Not content with making more money this year than last year, the association of local franchisors is working to further continue growing its members’ sales next year by encouraging them to open more stores or branches. Last year, their store revenues already grew by 29 percent to P13.8 billion from P10.7 billion in 2006. This translates to a daily sale of about P37.8 million.
In a recent press briefing, the Association of Filipino Franchisers, Inc. (AFFI) said the group would target a revenue growth of another 25 percent to 30 percent for this year.
This would be achieved “by encouraging more [AFFI] members to open more stores and more branches,” said Armando 0. Bartolome, AFFI member and president of consulting firm GMB Franchise Developers.
AFFI’s 80 members also sustained 24,039 jobs last year, in a total of 4,046 branches nationwide. About 1,416 or 35 percent of these branches are company-owned while 2,630 or 65 percent are entirely franchised.
“Each AFFI member company has been in the business for an average of 15 years. They have achieved a ‘high’ 98.6 percent rate of success or profitability,” Bartolome also said.
AFFI president Rommel Juan of Binalot Fiesta Foods noted the advantage of buying a local franchise, instead of a foreign one. “When you’re a foreign franchisor, you’re watching two things: your business cycle and the currency exchange. With a local franchise, you concentrate on your core business,” Juan said.
Richard Sanz, AFFI public relations officer, pointed out that “franchising is one way of cutting short the entrepreneurial process since investors would buy an established business.”
He said franchising would also help the government’s micro, small and medium enterprises (MSME) agenda, which would solve unemployment by encouraging over 800,000 MSMEs nationwide to hire two additional workers every year.
This program will almost cover the estimated 1.8 million new workers that enter the labor force every year, Sanz said.
At the forefront of the financial support for the SMEs is Small Business Corporation, formerly the Small Business Guarantee and Finance Corporation (SBCorp). It has three SME “target sectors”: pre-bankable firms, or startups who cannot get a loan from banks; near-bankable firms or those who can obtain a bank loan but will have to shell collateral; and bankable firms who are seen as having no problems securing credit.
“SBCorp provides direct lending to pre-bankable firms and credit guarantee covers for near-bankable firms. For bankable firms, we provide funding to banks to reduce the rates of medium-to-long-term financing.

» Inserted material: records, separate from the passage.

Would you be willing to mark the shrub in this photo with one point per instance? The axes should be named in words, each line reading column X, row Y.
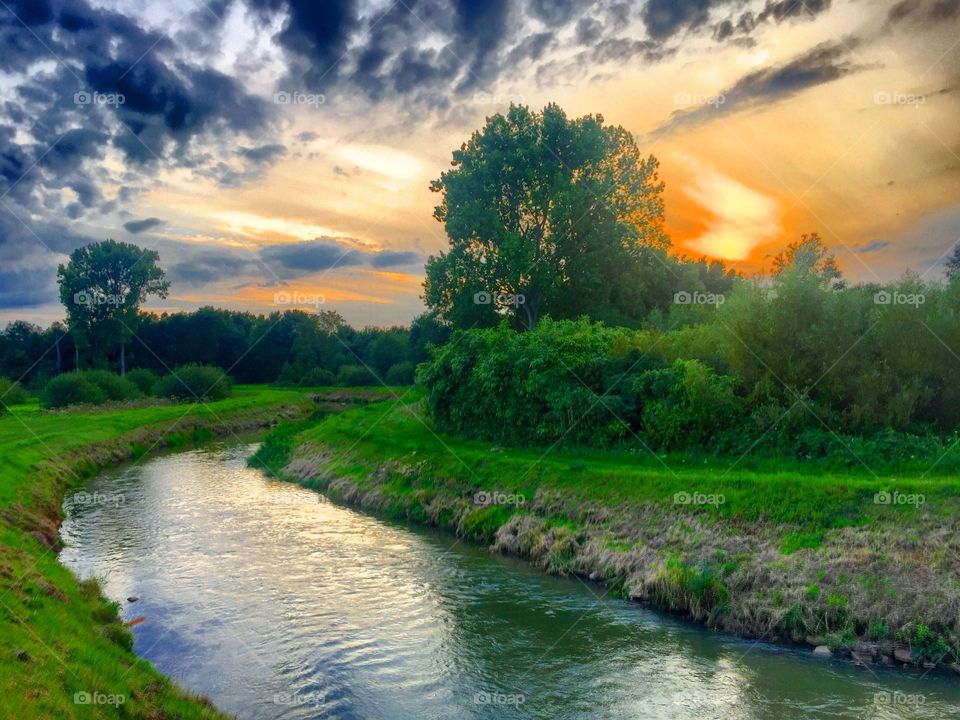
column 71, row 389
column 401, row 374
column 113, row 386
column 354, row 375
column 145, row 380
column 317, row 377
column 195, row 382
column 11, row 393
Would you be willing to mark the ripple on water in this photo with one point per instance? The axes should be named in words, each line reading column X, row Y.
column 279, row 604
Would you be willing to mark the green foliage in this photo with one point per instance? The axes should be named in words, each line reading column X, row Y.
column 144, row 379
column 11, row 393
column 558, row 216
column 401, row 374
column 576, row 383
column 686, row 404
column 195, row 383
column 102, row 287
column 927, row 645
column 277, row 447
column 71, row 389
column 116, row 388
column 355, row 376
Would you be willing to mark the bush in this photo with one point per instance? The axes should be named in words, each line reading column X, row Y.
column 317, row 377
column 11, row 393
column 145, row 380
column 401, row 374
column 563, row 382
column 71, row 389
column 195, row 382
column 113, row 386
column 356, row 375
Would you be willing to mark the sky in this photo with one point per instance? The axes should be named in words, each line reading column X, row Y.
column 278, row 153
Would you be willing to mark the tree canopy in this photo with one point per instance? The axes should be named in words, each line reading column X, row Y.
column 102, row 288
column 548, row 215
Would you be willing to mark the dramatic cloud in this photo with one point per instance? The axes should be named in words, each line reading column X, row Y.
column 135, row 227
column 297, row 259
column 823, row 64
column 396, row 258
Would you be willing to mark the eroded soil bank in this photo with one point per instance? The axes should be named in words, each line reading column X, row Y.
column 880, row 590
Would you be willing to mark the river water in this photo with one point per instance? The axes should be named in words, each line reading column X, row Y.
column 276, row 603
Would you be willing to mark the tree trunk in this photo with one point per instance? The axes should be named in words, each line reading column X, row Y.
column 531, row 315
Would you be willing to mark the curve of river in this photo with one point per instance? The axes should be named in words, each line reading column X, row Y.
column 276, row 603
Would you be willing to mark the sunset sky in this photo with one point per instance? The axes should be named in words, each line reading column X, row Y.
column 266, row 146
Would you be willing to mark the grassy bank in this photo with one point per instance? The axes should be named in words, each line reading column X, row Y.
column 62, row 642
column 862, row 561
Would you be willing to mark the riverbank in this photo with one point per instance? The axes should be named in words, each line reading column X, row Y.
column 64, row 652
column 852, row 563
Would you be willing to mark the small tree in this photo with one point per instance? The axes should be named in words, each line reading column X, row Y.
column 953, row 263
column 809, row 255
column 102, row 288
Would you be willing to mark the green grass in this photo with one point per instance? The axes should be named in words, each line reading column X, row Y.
column 59, row 636
column 791, row 524
column 786, row 492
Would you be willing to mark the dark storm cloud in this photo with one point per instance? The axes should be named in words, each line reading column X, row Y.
column 264, row 153
column 776, row 11
column 114, row 84
column 822, row 64
column 664, row 18
column 211, row 266
column 395, row 258
column 304, row 258
column 135, row 227
column 27, row 288
column 384, row 54
column 276, row 263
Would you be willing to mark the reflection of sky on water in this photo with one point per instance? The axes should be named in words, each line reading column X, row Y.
column 277, row 603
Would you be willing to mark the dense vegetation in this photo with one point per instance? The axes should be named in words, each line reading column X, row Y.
column 289, row 348
column 799, row 366
column 559, row 217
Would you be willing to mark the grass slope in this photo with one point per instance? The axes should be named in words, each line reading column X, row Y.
column 776, row 549
column 60, row 636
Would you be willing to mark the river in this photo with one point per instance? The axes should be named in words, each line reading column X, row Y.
column 276, row 603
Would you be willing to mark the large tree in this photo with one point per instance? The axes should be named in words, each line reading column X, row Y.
column 547, row 216
column 102, row 288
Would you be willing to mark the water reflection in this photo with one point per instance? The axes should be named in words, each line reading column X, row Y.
column 278, row 604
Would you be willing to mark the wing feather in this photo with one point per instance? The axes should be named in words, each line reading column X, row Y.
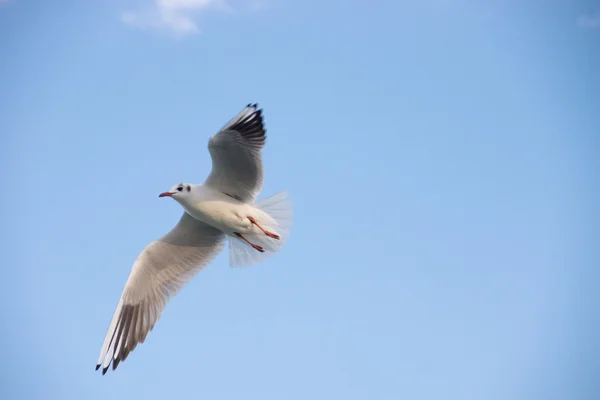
column 160, row 271
column 237, row 168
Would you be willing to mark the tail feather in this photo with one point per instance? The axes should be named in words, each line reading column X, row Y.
column 275, row 215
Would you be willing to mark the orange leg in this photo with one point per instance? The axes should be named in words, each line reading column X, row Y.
column 257, row 247
column 266, row 232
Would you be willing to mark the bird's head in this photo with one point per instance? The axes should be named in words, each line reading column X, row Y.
column 178, row 192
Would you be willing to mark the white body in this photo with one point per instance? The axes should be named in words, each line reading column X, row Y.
column 220, row 208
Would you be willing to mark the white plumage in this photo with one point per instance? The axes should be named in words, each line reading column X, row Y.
column 222, row 208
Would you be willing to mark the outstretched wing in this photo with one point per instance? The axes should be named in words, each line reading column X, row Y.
column 237, row 168
column 159, row 272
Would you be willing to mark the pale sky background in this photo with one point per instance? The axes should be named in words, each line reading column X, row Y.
column 443, row 157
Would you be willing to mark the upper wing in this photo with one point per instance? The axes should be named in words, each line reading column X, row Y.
column 237, row 168
column 159, row 272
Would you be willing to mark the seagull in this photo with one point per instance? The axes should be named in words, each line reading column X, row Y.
column 223, row 209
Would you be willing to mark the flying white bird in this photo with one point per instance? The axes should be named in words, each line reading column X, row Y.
column 222, row 208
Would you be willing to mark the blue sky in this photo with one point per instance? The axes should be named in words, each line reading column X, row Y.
column 443, row 160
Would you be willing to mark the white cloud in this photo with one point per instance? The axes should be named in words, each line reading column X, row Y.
column 178, row 16
column 589, row 21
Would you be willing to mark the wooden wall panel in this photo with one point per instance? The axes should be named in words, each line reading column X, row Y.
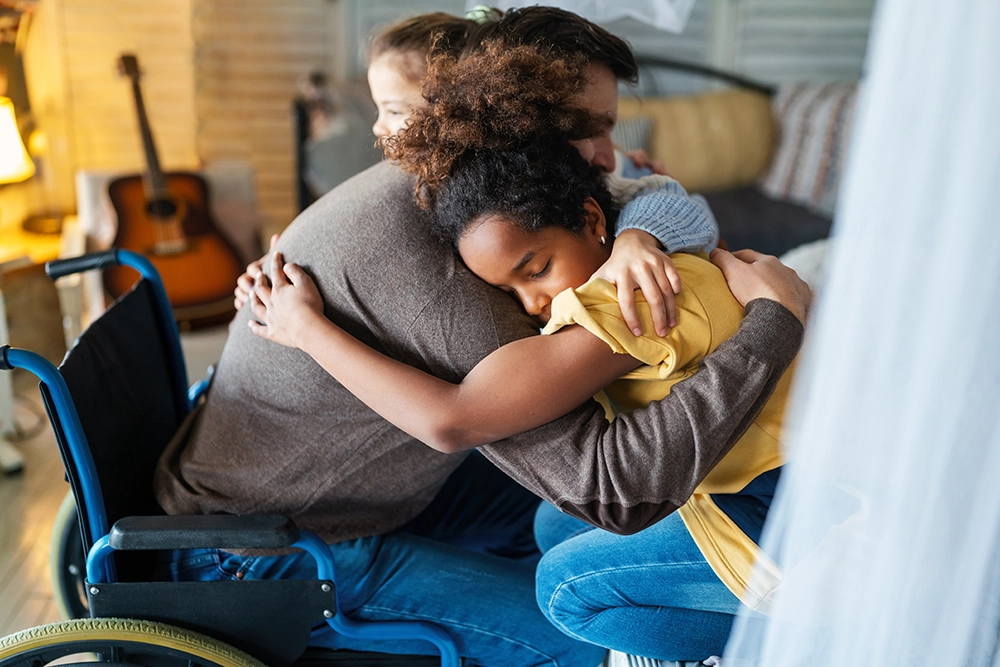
column 103, row 124
column 251, row 58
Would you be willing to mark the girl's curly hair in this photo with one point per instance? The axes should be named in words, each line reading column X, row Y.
column 498, row 98
column 544, row 184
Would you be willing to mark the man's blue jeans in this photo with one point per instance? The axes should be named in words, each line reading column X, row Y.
column 651, row 594
column 442, row 567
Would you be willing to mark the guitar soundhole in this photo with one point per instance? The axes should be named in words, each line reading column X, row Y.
column 161, row 208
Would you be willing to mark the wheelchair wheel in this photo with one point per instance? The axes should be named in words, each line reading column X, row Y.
column 119, row 642
column 68, row 562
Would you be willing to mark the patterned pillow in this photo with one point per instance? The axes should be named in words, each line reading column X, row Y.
column 814, row 122
column 632, row 133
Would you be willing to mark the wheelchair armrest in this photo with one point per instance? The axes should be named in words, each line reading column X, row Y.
column 211, row 531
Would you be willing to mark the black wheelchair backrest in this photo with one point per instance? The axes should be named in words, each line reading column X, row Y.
column 119, row 376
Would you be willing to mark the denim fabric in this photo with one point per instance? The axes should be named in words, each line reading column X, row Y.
column 429, row 571
column 651, row 594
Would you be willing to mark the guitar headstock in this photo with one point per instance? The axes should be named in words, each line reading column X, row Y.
column 128, row 65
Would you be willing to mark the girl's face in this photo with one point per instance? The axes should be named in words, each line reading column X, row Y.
column 395, row 94
column 534, row 266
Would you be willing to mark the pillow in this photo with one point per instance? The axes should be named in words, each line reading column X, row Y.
column 814, row 125
column 630, row 134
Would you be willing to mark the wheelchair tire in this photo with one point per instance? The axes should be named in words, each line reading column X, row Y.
column 68, row 562
column 119, row 641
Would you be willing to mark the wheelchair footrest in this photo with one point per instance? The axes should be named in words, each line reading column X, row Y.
column 270, row 620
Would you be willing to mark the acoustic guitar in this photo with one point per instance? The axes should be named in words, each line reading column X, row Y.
column 166, row 218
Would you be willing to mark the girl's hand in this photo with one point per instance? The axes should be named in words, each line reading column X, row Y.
column 638, row 262
column 288, row 311
column 254, row 275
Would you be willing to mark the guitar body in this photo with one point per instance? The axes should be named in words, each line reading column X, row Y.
column 198, row 265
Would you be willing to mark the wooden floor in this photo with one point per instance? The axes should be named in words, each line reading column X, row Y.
column 28, row 503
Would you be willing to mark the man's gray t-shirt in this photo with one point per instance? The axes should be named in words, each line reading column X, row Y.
column 277, row 434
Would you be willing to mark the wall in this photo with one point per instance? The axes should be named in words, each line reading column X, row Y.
column 218, row 81
column 774, row 41
column 250, row 60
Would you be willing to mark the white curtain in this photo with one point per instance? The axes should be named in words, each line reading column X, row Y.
column 888, row 524
column 669, row 15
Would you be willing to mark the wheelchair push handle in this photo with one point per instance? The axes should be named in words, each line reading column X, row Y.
column 101, row 259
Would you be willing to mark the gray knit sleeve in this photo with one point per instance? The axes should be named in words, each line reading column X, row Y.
column 660, row 206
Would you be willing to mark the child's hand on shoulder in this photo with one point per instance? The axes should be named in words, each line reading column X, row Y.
column 289, row 308
column 637, row 262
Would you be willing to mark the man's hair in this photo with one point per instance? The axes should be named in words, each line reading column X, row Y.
column 419, row 35
column 543, row 184
column 561, row 30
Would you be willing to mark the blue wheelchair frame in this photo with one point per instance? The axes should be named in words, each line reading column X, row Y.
column 99, row 565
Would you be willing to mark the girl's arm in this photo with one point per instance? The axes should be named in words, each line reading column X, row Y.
column 522, row 385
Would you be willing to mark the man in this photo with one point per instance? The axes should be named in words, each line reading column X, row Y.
column 278, row 435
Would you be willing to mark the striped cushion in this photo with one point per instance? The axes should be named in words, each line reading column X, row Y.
column 814, row 122
column 632, row 133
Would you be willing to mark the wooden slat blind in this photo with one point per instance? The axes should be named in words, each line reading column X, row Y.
column 802, row 40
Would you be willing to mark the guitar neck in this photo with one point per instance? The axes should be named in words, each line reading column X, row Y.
column 155, row 179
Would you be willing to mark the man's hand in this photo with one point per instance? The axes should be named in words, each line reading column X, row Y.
column 638, row 262
column 753, row 275
column 254, row 275
column 641, row 159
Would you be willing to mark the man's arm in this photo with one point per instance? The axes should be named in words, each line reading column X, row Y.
column 628, row 474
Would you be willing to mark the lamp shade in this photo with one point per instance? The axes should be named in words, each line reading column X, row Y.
column 15, row 165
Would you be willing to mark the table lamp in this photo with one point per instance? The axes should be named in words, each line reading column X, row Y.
column 15, row 164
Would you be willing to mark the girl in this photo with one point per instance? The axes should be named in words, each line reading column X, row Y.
column 541, row 244
column 398, row 62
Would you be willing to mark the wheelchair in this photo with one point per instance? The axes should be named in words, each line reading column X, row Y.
column 114, row 404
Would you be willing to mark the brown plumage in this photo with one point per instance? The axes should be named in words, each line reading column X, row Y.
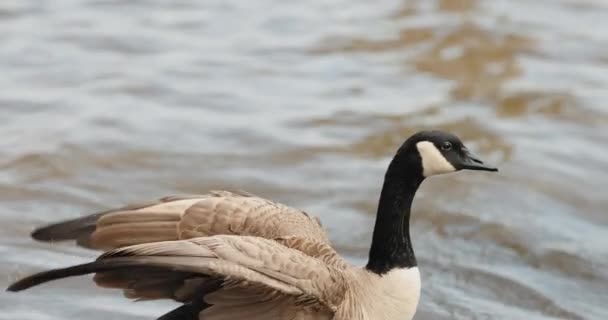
column 198, row 247
column 232, row 255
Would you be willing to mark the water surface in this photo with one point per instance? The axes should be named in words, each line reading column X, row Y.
column 108, row 102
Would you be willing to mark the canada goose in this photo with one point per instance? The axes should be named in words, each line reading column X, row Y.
column 237, row 256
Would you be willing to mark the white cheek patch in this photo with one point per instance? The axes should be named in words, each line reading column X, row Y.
column 433, row 162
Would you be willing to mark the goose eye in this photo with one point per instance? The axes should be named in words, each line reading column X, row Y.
column 446, row 146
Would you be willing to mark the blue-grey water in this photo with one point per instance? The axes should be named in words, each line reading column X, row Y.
column 107, row 102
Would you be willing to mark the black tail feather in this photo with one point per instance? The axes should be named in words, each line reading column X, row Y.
column 78, row 270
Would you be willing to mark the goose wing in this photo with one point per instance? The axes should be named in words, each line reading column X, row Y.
column 185, row 217
column 222, row 277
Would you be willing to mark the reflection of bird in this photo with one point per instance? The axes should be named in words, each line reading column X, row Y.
column 237, row 256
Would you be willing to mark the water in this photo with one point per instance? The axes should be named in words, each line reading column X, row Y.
column 108, row 102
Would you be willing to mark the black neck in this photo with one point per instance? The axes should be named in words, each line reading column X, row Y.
column 391, row 245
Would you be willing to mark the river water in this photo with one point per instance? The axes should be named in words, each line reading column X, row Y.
column 107, row 102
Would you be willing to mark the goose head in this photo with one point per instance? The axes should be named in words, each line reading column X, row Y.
column 439, row 152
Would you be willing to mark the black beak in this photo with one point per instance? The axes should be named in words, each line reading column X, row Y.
column 471, row 162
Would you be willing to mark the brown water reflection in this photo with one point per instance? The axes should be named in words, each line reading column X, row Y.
column 305, row 103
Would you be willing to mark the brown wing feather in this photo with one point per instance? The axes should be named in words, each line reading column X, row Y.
column 184, row 217
column 244, row 263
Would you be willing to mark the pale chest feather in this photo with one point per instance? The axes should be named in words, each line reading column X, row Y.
column 392, row 296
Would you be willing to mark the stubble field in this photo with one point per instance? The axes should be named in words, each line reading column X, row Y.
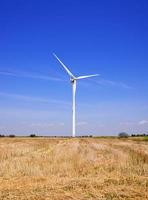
column 80, row 168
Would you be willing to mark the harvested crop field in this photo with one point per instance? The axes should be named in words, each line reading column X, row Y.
column 80, row 168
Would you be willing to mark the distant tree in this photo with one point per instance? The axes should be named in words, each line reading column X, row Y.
column 11, row 135
column 32, row 135
column 2, row 135
column 123, row 135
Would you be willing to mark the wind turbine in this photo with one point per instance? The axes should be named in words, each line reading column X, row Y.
column 73, row 80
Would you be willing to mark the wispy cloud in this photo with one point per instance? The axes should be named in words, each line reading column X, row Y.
column 29, row 75
column 105, row 82
column 81, row 123
column 46, row 125
column 143, row 122
column 31, row 99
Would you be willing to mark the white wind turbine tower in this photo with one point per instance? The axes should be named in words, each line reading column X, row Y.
column 73, row 80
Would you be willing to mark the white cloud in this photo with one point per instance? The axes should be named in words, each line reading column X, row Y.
column 81, row 123
column 31, row 99
column 29, row 75
column 105, row 82
column 143, row 122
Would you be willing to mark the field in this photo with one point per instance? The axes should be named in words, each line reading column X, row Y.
column 80, row 168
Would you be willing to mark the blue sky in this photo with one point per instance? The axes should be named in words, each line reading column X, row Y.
column 105, row 37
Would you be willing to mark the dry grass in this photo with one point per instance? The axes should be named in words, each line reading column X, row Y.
column 61, row 169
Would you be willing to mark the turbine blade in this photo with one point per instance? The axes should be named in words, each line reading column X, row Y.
column 88, row 76
column 67, row 70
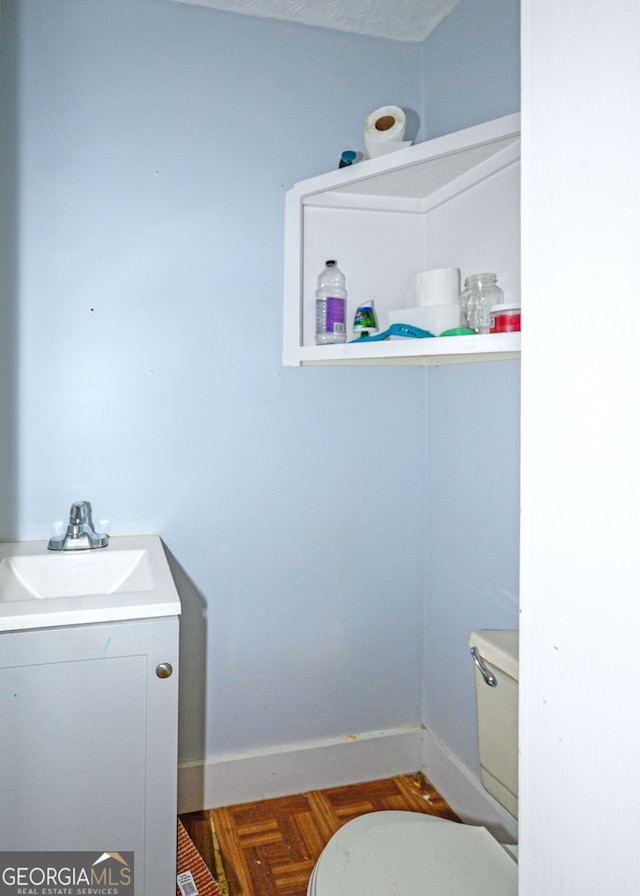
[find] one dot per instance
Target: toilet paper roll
(384, 131)
(440, 286)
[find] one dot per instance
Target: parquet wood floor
(269, 848)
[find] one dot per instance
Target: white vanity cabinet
(88, 743)
(449, 202)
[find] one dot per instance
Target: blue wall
(471, 74)
(157, 141)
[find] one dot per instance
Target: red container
(505, 319)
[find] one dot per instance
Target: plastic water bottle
(331, 301)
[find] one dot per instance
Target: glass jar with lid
(481, 291)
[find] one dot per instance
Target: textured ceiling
(410, 20)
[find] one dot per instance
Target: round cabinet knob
(164, 670)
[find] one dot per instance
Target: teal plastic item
(397, 330)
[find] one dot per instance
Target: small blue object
(397, 330)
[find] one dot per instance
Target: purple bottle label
(335, 315)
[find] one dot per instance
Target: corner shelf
(449, 202)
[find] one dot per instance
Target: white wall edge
(464, 791)
(226, 779)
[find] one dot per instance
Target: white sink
(128, 579)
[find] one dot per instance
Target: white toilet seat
(408, 853)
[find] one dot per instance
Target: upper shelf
(448, 202)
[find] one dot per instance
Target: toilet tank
(497, 709)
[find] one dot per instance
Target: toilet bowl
(405, 853)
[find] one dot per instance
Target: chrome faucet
(80, 534)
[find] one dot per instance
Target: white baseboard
(229, 778)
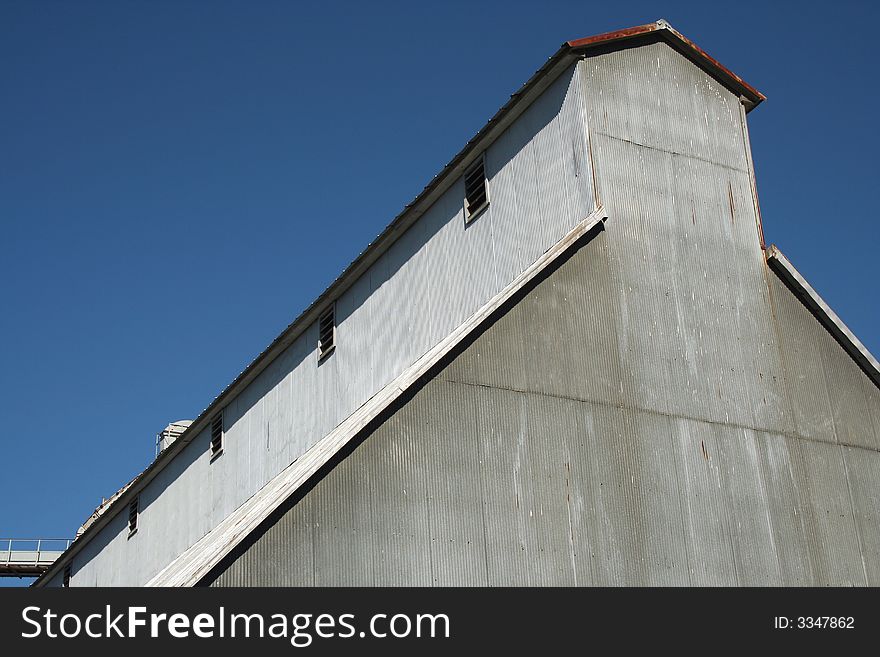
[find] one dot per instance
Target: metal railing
(29, 556)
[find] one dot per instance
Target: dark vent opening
(132, 515)
(476, 194)
(327, 332)
(217, 434)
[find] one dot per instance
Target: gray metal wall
(437, 274)
(661, 410)
(513, 467)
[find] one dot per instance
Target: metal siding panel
(784, 506)
(343, 538)
(750, 528)
(710, 550)
(400, 522)
(863, 471)
(804, 376)
(826, 505)
(473, 482)
(506, 483)
(451, 456)
(568, 432)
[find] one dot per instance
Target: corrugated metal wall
(661, 410)
(437, 274)
(503, 471)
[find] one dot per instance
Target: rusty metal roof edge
(685, 46)
(809, 297)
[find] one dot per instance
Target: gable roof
(567, 54)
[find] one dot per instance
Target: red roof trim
(685, 45)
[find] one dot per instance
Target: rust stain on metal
(731, 203)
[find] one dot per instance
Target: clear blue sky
(178, 180)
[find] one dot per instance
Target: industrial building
(571, 360)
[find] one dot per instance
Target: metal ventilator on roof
(476, 194)
(27, 557)
(217, 434)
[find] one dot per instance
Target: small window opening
(217, 434)
(133, 514)
(327, 332)
(476, 191)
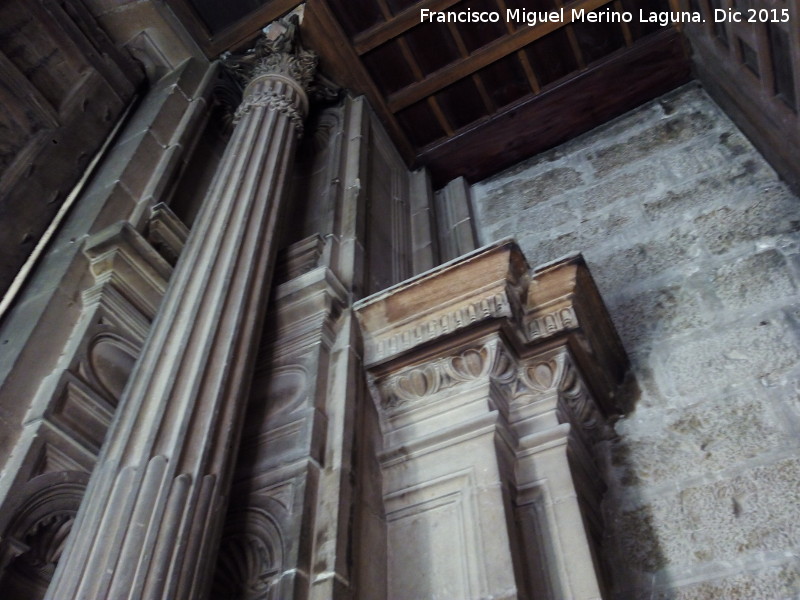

We have also recently introduced risk-based lending as a product offering,” says SBCorp chairman Virgilio R. Angelo.
“As a matter of fact, we have lent a total of P13.7 Billion to some 7,082 SME borrowers since 2004. We aim to help the 743,628 micro, 60,785 small and 2,922 medium entrepreneurs in our country today. They are the backbone of our economy as they employ about 69.9 percent of the country’s labor force,” Angelo adds.
In most cases, franchisers agree to give up to a 50 percent corporate guarantee to franchise buyers, he said. SBCorp however requires franchisers to have an operating manual, three years of franchise experiences and three profitable franchises.
“As a safeguard, we do not encourage people to do business with new franchises that do not have an established track record yet,” Angelo concluded.